Sunday, February 06, 2011

Does Dan Wetzel Know His Super Bowl History?

Apparently folks are all worried and cringing their hands over the couple of inches of precipitation that have fallen in the Greater Jerry Jones Area of Arlington, Texas leading into the Super Bowl.  Dan Wetzel of Yahoo Sports rightly condemns those pussies who worry about a Super Bowl played inside a dome with just a touch of weather.  But in doing so, he makes me wonder just how well versed he is in how Super Bowls work.

Consider these quotes:

"If you’re going to stage Super Bowls in locales that are immune to inclement weather then your list of host cities is Miami, Tampa and San Diego, with Phoenix, where it gets cold, but not icy, as a borderline option. That’s it."

It is 71 degrees in Phoenix, so that was a weird thing to say. Sure, their overnight temp might drop just a bit below 50 degrees, but that sounds nice to me.  But it appears that Dan Wetzel speaks more truth than he knows.  Miami has hosted 10 Super Bowls.  Tampa has hosted four.  San Diego 3, Phoenix 2.  New Orleans (which really should have been on the list, freak ice storm or no) has hosted nine.  Wetzel, I assume, is only using current NFL cities, or he surely would have included Los Angeles, who have hosted seven Super Bowls.  The Super Bowl is almost exclusively held in southern cities--just because Wetzel doesn't include Atlanta (a dome in a southern city that has hosted two Super Bowls) or Houston doesn't mean you couldn't include them.
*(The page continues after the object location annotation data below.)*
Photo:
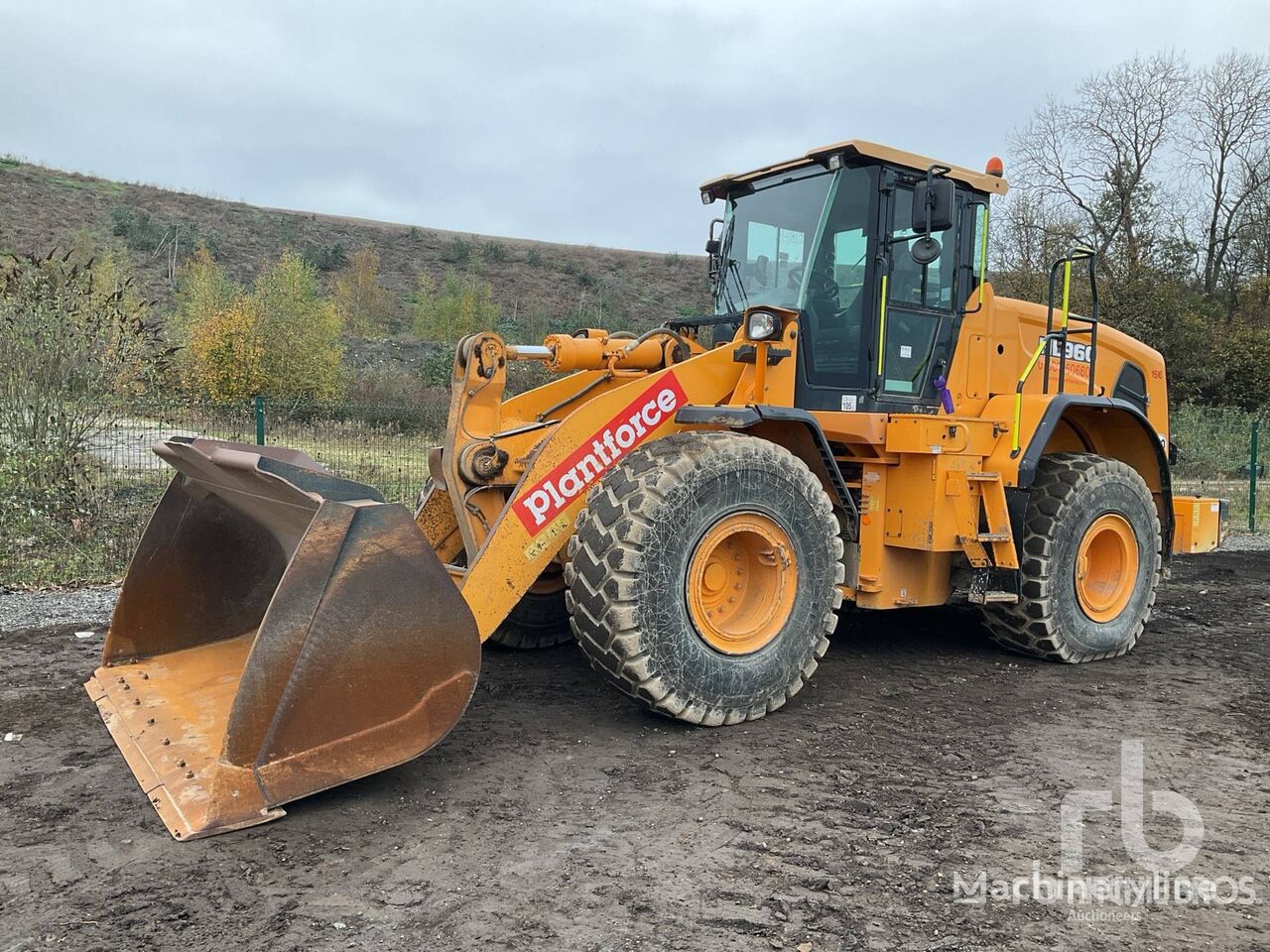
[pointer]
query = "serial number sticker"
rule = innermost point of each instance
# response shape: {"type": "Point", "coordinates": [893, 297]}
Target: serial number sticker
{"type": "Point", "coordinates": [544, 539]}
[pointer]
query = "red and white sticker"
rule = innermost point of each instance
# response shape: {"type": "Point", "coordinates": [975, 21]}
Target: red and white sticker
{"type": "Point", "coordinates": [547, 498]}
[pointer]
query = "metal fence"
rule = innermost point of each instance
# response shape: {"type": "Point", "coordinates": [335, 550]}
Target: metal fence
{"type": "Point", "coordinates": [1222, 454]}
{"type": "Point", "coordinates": [89, 537]}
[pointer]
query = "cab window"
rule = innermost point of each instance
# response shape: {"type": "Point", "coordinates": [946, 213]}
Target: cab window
{"type": "Point", "coordinates": [919, 298]}
{"type": "Point", "coordinates": [834, 298]}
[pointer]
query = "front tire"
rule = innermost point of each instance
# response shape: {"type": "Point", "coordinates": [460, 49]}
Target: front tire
{"type": "Point", "coordinates": [703, 576]}
{"type": "Point", "coordinates": [539, 620]}
{"type": "Point", "coordinates": [1089, 562]}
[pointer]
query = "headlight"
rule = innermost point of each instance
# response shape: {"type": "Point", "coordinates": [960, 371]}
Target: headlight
{"type": "Point", "coordinates": [762, 325]}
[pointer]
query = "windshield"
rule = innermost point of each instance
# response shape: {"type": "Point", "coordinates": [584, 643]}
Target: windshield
{"type": "Point", "coordinates": [767, 240]}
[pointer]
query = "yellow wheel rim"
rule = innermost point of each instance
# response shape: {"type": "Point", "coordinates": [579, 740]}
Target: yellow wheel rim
{"type": "Point", "coordinates": [1106, 567]}
{"type": "Point", "coordinates": [740, 583]}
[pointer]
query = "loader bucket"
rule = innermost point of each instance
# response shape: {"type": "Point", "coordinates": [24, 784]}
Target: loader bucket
{"type": "Point", "coordinates": [280, 631]}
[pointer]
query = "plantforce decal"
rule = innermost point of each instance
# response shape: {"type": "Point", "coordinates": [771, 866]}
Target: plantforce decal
{"type": "Point", "coordinates": [538, 506]}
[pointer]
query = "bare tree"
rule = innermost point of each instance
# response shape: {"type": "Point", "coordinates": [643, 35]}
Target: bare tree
{"type": "Point", "coordinates": [1228, 141]}
{"type": "Point", "coordinates": [1096, 153]}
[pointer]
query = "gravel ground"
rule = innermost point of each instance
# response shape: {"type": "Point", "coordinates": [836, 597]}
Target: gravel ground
{"type": "Point", "coordinates": [557, 815]}
{"type": "Point", "coordinates": [40, 610]}
{"type": "Point", "coordinates": [1247, 542]}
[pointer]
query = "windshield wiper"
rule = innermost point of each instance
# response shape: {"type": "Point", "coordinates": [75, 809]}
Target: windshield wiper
{"type": "Point", "coordinates": [730, 270]}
But let's take just Wetzel's cities--Miami, Tampa, San Diego and Phoenix--that's 19 Super Bowls right there. Adding Nawlins and LA gives you another 16 Super Bowls.  That's 35 Super Bowls!  Before you add Atlanta and Houston!

"The value of bringing the big game around the country to regular people and taxpayers, who have been asked (forced) to pay for NFL stadiums, should continue to overwhelm those desires though."

Emphasis mine!  Continue to?  It NEVER HAS!   Maybe Dan Wetzel should read up on what Roger Goodell said to the fine people of Atlanta, who have a stadium under 20 years of age in the American South, where it is supposed to be 55 degrees.

You want to angry me up?  Suggest that the Super Bowl was ever designed for the fans who follow the teams involved, and hasn't always been about rich tourists.  It has always been, and always will be.  Suggesting other wise is just kind of silly.